Most members of the task force were women, people of color and/or Indigenous. When the mayor’s staff finalized the subcommittee structure, they kept that focus on inclusion. For example, the Funds and Fundraising subcommittee—which developed recommendations on the account platform and potential funding sources—included representatives from various backgrounds.
“The subcommittee working on the account product wasn’t just a bunch of bankers,” she said. “We had someone from one of our Indigenous community foundations [the Tiwahe Foundation], we had someone from the Saint Paul schools, we had someone from Junior Achievement. We brought in perspectives that the bankers alone wouldn’t have brought.”
“CLUES [Comunidades Latinas Unidas en Servicio] provides a lot of services for our Latinx community,” Koliso added. “We wanted to have a couple people from CLUES, not just on the executive committee, but also on the different subcommittees.”

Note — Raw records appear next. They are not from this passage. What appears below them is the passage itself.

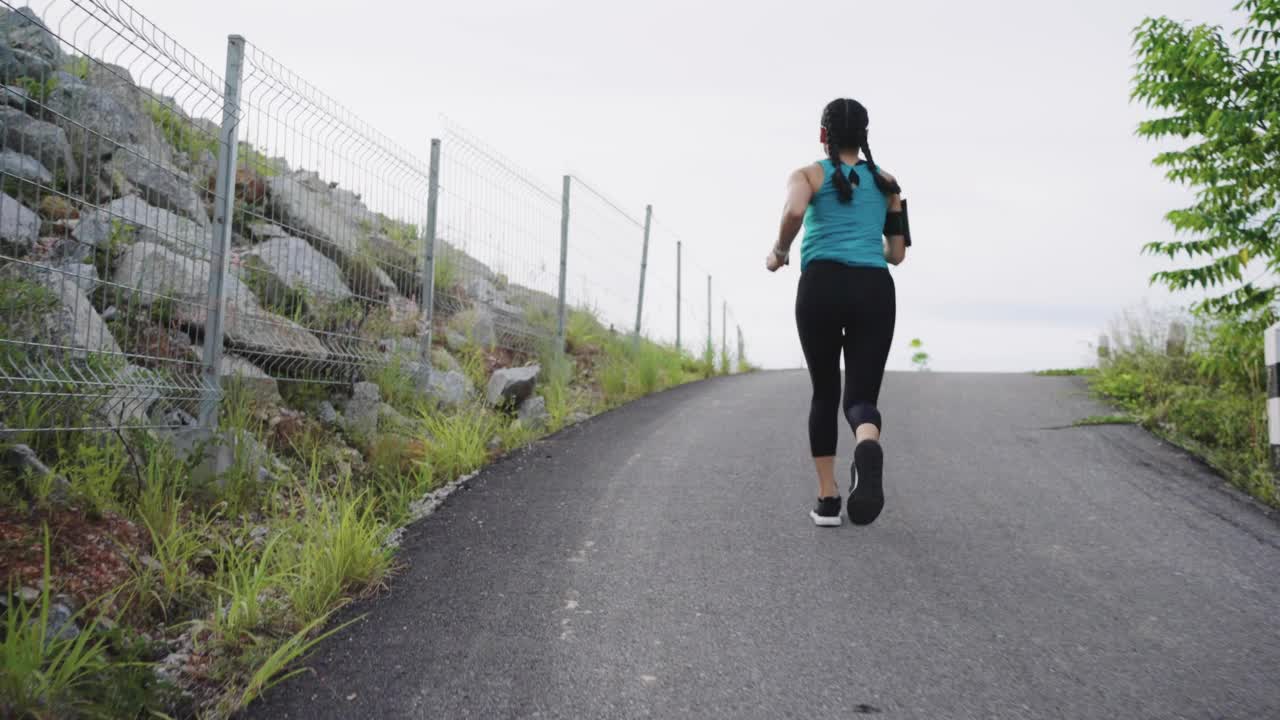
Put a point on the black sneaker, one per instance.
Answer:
(826, 514)
(868, 473)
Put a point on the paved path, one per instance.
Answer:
(658, 561)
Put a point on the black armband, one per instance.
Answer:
(896, 223)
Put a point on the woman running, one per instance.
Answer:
(845, 302)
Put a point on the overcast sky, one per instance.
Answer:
(1009, 126)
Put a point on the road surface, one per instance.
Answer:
(658, 561)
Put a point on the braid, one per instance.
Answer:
(844, 187)
(885, 185)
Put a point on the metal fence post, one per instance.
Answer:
(711, 333)
(220, 233)
(725, 327)
(1271, 356)
(644, 267)
(433, 195)
(563, 310)
(679, 288)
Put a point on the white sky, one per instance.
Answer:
(1009, 126)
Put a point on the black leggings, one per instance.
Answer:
(842, 308)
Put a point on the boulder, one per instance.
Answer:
(24, 167)
(442, 360)
(510, 387)
(292, 261)
(30, 49)
(260, 232)
(449, 388)
(56, 313)
(44, 141)
(83, 274)
(309, 206)
(132, 219)
(133, 393)
(163, 185)
(156, 272)
(361, 413)
(16, 96)
(533, 413)
(105, 114)
(214, 455)
(19, 227)
(476, 324)
(234, 369)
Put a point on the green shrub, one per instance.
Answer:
(1211, 399)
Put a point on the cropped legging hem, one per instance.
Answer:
(844, 310)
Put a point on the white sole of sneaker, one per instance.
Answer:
(823, 522)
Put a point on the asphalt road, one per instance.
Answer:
(658, 561)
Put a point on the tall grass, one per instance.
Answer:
(1211, 399)
(42, 673)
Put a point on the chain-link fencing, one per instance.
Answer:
(165, 226)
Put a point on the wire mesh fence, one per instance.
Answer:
(328, 245)
(104, 223)
(497, 259)
(164, 226)
(606, 246)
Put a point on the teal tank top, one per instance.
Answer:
(849, 233)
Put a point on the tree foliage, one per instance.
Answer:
(1220, 95)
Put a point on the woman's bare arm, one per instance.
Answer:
(799, 194)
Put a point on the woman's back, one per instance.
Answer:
(850, 233)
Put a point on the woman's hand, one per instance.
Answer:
(773, 261)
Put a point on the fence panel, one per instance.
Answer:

She emphasized that the task force’s efforts will help alleviate a roadblock for some children to access the CSA program. Although the program will automatically enroll many children who are born in Saint Paul, children who move to Saint Paul before turning six will need their parents or caregivers to sign up for the program. Various community-based organizations in Saint Paul will encourage families who fall into this category to sign up for the program.
“All of the organizations in the task force have a touchpoint with families and children,” Koliso said. “They helped us think creatively about how to reach out to those families who will have to opt in. The Community and Institutional Partnerships subcommittee explored how we can partner with existing organizations. The task force knows what the touchpoints are for kids and families. Without having them at the table, we wouldn’t have known that.”
The task force developed a landscape analysis of organizations and institutions that interact with parents and caregivers of young children. These organizations will act as ambassadors and champions of the program. Koliso advised city-level officials interested in setting up CSA programs to replicate Saint Paul’s efforts to bring many stakeholders together.
“That makes everything easier because we built in champions from the start,” she said. “We don’t have to build relationships when the program launches, because that’s already been done. We created a wide network of people who can lift up the program.”
College Bound Saint Paul will launch for all city newborns on January 1, 2020, with a $50 seed deposit for every child.